Since that time, the Egyptian evidences in the city multiply. .and we are not only talking about the obelisks.
Lets think of the Cestia Pyramid, the tomb of a rich politician; covered in Carrara marble, has survived to marble looters because it belongs within the defensive walls, as a fortified tower. But this was not the only pyramid in Rome.,
One stood in the area now occupied by the church of Santa Maria dei Miracoli in Piazza del Popolo. Another pyramid was in the Vatican area, at the beginning of the current Via della Conciliazione, it was demolished in 1499, but appears in the bronze doors designed by Filarete for the St. Peter’s Basilica and in the fresco “The appearance of the Cross” by Giulio Romano in the Sala di Costantino in the Vatican Palaces.Obelisks and pyramids: a corner of Egypt on the Tiber. But in the city there were also temples and sacelli (shrines – small sacred buildings ) dedicated to the Egyptian gods , especially Isis and Serapis. Unfortunately, very little remains.
The most important temple, of Isis and Serapis Campense, was located in the area of the Pantheon.

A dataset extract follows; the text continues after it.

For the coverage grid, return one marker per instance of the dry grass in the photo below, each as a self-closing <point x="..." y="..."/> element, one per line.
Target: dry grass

The remains lie beneath the palace of the seminary and the church of Santa Maria sopra Minerva and Santo Stefano del Cacco. The strange name of this church comes from the discovery of a statue of the Egyptian god Anubis with the head in the shape of dog: the Romans , thinking it was a monkey, had called the ” macacco ” following “cacco”..that actually in Italian sounds a bit wacky 😉
The obelisks of Piazza Navona, Piazza della Rotonda , Piazza della Minerva and Piazza dei Cinquecento come from the Campense temple.
On the slopes of the Quirinale’s hill there was the temple of Serapis: the remains are still visible between the Palazzo Colonna and the Gregorian University in Piazza della Pilotta.
Even on the Aventine, there was a temple dedicated to Serapis; what remains is lying beneath the church of Santa Sabina.
Among via Labicana and the Colosseum , is positioned piazza Iside, an important place of worship, you can admire today the impressive remains inserted between the Roman buildings of 19th century.
There are numerous Egyptian sculptures in the city: the statue of the Nile, now in the Chiaramonti Vatican Museum; the two lions that decorate the “Fontain dell’acqua Felice” at the corner in Via XX Settembre; lions at the foot of the steps of the Campidoglio (Capitol); a statue in Piazza San Marco (the Roman one!), adjacent to Piazza Venezia, depicting Isis or a priestess (the Romans, who rank among the so-called talking statues , call her Madama Lucrezia – See our previous post: https://seadreamsexcursions.wordpress.com/2014/01/31/the-talking-statues-of-rome/ ).
Still, a large marble foot gives its name to the homonymous street, a statue of the Egyptian cult; and , finally, a marble cat walled on the ledge of Palazzo Grazioli: Of course, we are in Via della Gatta (the street of the cat).
I find this Egyptian presence into one of the world’s richest Capital a really interesting story! Too bad not much remains.. but it’s like a city treasure hunt and it fits very well with ancient Egypt; it enriches the Eternal City of charm and mystery!